Clinical significance
Aminotransferases occupy a central place in clinical biochemistry because their presence in the bloodstream reflects cellular injury, particularly in the liver but also in other tissues. ALT is more liver-specific, while AST is found in liver as well as heart, muscle, kidney, and red blood cells, so elevations can reflect damage in multiple tissues. Serum levels of ALT and AST are commonly included in liver function test panels and are interpreted alongside other indicators of liver health, metabolism, and injury. See liver function tests for the broader diagnostic framework and De Ritis ratio for discussion of the typical AST/ALT ratio used in certain differential diagnoses.
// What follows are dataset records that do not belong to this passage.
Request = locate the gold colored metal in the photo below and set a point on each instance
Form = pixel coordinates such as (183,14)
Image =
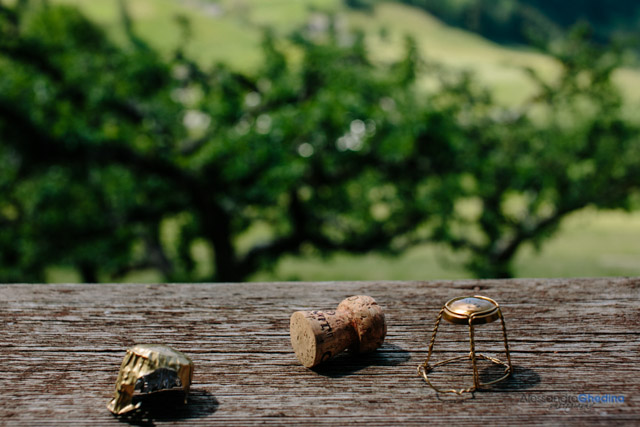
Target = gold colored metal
(150,368)
(471,311)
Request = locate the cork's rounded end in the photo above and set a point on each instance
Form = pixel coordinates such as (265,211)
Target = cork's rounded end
(303,339)
(368,321)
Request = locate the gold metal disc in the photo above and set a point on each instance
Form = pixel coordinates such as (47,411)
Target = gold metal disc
(482,309)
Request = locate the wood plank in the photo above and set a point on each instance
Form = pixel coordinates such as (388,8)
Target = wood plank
(61,347)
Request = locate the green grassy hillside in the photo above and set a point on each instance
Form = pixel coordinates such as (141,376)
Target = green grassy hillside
(230,31)
(589,244)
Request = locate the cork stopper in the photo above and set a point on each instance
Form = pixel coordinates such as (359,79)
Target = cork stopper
(357,324)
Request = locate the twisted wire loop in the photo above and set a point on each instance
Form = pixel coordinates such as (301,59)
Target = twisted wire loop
(472,353)
(424,369)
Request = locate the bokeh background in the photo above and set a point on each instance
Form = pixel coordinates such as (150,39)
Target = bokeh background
(235,140)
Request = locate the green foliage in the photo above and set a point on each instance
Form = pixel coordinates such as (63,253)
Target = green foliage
(520,21)
(114,159)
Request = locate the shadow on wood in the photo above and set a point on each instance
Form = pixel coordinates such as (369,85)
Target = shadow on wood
(199,405)
(348,363)
(521,379)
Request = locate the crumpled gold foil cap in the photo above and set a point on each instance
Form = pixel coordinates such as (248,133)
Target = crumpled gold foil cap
(148,369)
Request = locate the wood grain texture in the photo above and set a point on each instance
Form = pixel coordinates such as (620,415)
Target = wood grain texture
(61,347)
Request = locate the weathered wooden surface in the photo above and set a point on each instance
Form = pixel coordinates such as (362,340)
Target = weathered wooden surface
(61,347)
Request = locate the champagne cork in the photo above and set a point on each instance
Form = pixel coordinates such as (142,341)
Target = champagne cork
(357,324)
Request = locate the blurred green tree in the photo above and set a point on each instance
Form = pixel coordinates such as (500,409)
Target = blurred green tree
(525,169)
(103,145)
(114,159)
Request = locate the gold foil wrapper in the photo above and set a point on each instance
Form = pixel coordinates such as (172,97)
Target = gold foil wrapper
(148,369)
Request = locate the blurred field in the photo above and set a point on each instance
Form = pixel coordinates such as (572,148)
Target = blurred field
(589,244)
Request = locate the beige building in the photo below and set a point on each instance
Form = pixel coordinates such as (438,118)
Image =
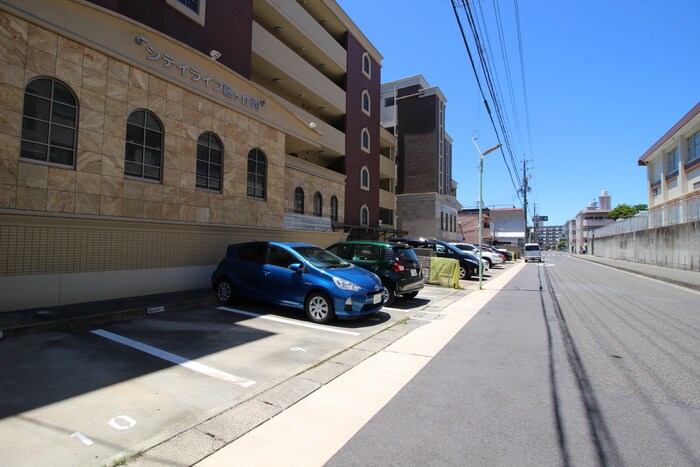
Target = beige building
(130,158)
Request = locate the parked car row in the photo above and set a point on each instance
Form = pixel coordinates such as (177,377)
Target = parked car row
(347,280)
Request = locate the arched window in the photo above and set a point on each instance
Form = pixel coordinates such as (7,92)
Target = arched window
(144,146)
(364,215)
(49,122)
(366,65)
(318,204)
(210,155)
(364,141)
(257,174)
(299,200)
(334,209)
(366,103)
(364,178)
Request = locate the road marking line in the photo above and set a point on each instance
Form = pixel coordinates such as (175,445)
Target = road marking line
(289,321)
(189,364)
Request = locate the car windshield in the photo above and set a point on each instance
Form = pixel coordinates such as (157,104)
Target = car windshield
(321,258)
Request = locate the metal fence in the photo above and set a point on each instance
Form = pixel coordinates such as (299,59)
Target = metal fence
(680,212)
(295,221)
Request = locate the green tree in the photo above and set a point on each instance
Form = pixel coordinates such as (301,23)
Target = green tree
(624,210)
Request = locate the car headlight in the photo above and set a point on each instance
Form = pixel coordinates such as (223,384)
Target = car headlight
(346,284)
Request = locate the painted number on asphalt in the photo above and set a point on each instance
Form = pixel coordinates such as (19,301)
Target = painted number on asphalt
(86,441)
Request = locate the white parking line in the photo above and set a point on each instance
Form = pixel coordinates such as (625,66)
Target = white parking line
(189,364)
(289,321)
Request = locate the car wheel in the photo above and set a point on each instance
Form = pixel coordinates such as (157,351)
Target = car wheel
(388,295)
(319,308)
(224,291)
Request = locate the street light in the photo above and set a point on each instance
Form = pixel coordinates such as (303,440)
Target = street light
(481,218)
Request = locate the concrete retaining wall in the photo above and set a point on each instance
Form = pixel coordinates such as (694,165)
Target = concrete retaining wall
(675,246)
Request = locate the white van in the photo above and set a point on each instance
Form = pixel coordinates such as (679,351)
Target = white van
(532,252)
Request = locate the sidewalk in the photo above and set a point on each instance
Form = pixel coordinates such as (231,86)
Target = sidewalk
(689,279)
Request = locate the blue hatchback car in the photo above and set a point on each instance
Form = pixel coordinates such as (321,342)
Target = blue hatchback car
(297,275)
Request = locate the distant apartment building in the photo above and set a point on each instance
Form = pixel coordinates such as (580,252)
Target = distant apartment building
(140,138)
(582,227)
(508,227)
(673,172)
(426,200)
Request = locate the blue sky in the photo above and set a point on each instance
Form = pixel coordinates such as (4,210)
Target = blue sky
(603,81)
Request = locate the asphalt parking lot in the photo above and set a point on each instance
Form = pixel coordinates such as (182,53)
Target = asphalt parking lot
(93,396)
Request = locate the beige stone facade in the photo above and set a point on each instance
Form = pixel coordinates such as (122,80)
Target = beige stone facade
(108,90)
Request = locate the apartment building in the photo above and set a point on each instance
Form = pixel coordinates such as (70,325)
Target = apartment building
(426,200)
(138,139)
(508,227)
(673,172)
(548,236)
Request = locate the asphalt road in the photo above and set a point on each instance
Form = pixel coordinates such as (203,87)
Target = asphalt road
(571,364)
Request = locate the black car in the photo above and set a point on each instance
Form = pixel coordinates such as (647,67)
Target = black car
(468,263)
(396,264)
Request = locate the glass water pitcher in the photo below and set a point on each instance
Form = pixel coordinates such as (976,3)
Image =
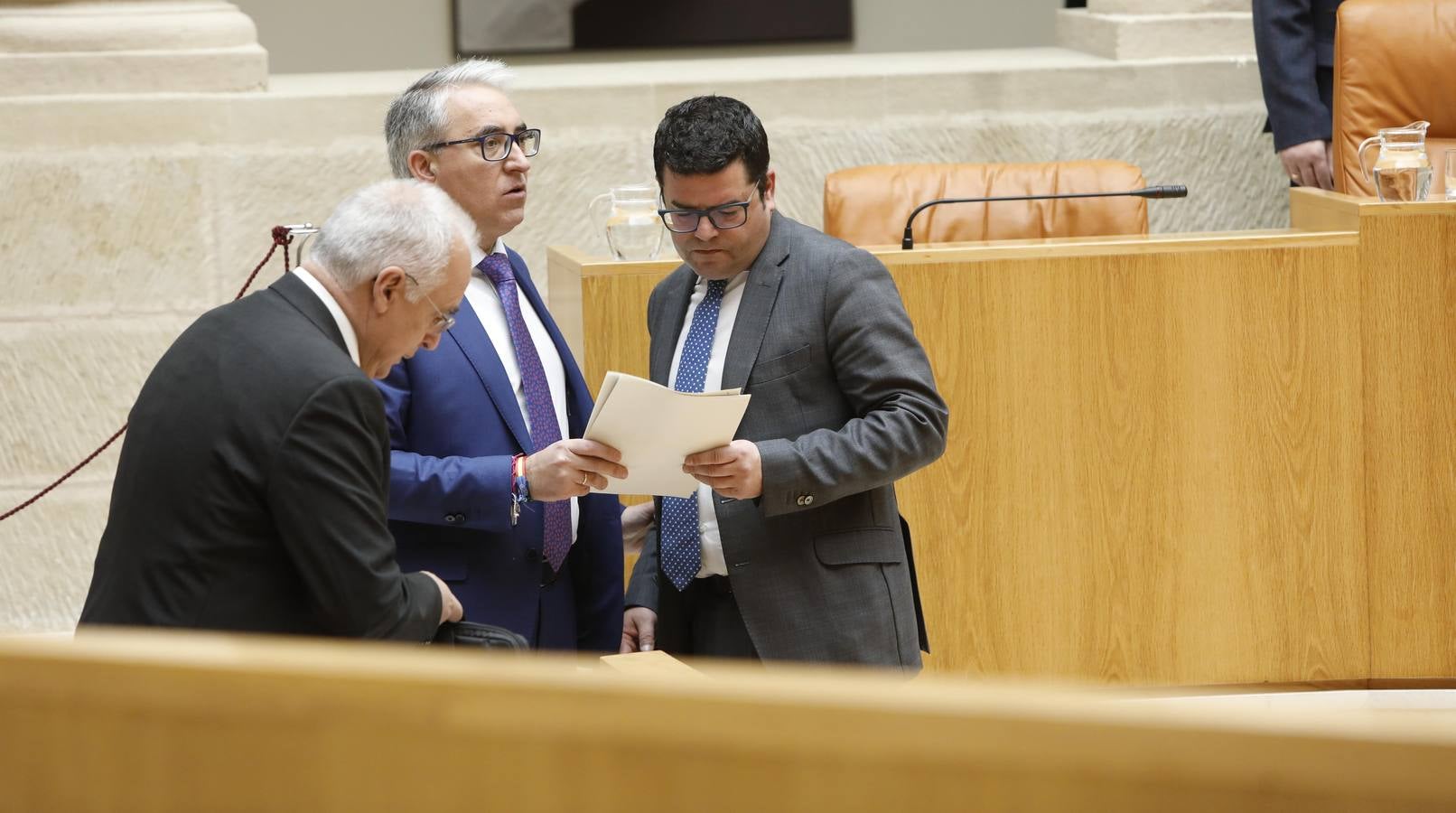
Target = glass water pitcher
(1403,171)
(630,220)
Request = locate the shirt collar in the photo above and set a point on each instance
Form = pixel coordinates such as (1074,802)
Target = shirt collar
(350,339)
(476,254)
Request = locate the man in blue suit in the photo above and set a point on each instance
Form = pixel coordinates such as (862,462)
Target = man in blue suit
(1296,45)
(490,478)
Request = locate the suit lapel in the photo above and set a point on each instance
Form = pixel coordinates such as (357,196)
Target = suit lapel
(677,292)
(759,294)
(577,392)
(472,340)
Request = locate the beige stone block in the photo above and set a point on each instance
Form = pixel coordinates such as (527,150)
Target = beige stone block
(69,387)
(1155,37)
(49,49)
(259,187)
(104,230)
(47,554)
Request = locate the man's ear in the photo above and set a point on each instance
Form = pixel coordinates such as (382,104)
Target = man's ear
(421,166)
(389,289)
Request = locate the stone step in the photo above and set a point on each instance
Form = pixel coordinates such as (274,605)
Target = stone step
(1155,37)
(1167,6)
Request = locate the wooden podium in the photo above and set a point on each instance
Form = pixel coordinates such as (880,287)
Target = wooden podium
(1174,459)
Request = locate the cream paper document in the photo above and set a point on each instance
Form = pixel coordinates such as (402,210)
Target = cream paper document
(657,427)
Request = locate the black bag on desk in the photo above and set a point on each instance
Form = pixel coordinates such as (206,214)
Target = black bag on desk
(483,636)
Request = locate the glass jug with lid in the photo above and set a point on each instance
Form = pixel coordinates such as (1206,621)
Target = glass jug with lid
(630,220)
(1403,171)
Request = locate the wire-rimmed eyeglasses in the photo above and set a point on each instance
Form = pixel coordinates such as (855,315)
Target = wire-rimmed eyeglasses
(725,216)
(495,146)
(443,321)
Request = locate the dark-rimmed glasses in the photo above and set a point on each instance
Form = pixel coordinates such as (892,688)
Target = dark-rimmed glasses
(495,146)
(725,216)
(443,321)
- In hepatocellular injury (e.g., viral hepatitis, toxin-induced liver damage, non-alcoholic fatty liver disease), ALT often rises first and may be higher than AST, reflecting liver-specific release.
- In alcoholic liver disease, the AST:ALT ratio commonly exceeds 2:1, a pattern influenced by factors such as mitochondrial AST release and vitamin B6 status, but this ratio is not a definitive diagnostic marker and must be interpreted in the clinical context.
- Elevations can also arise from muscle disease, myocardial infarction, hemolysis, or certain medications, underscoring the need to consider tissue source and overall clinical picture.
Interpreting aminotransferase levels requires integration with other laboratory results and clinical information. Beyond diagnostics, aminotransferases illustrate how nucleotide and amino acid metabolism intersects with health, diet, and disease. See amino acid metabolism and liver function tests for related topics, and consider how changes in substrate availability or enzyme activity can shift metabolic balance.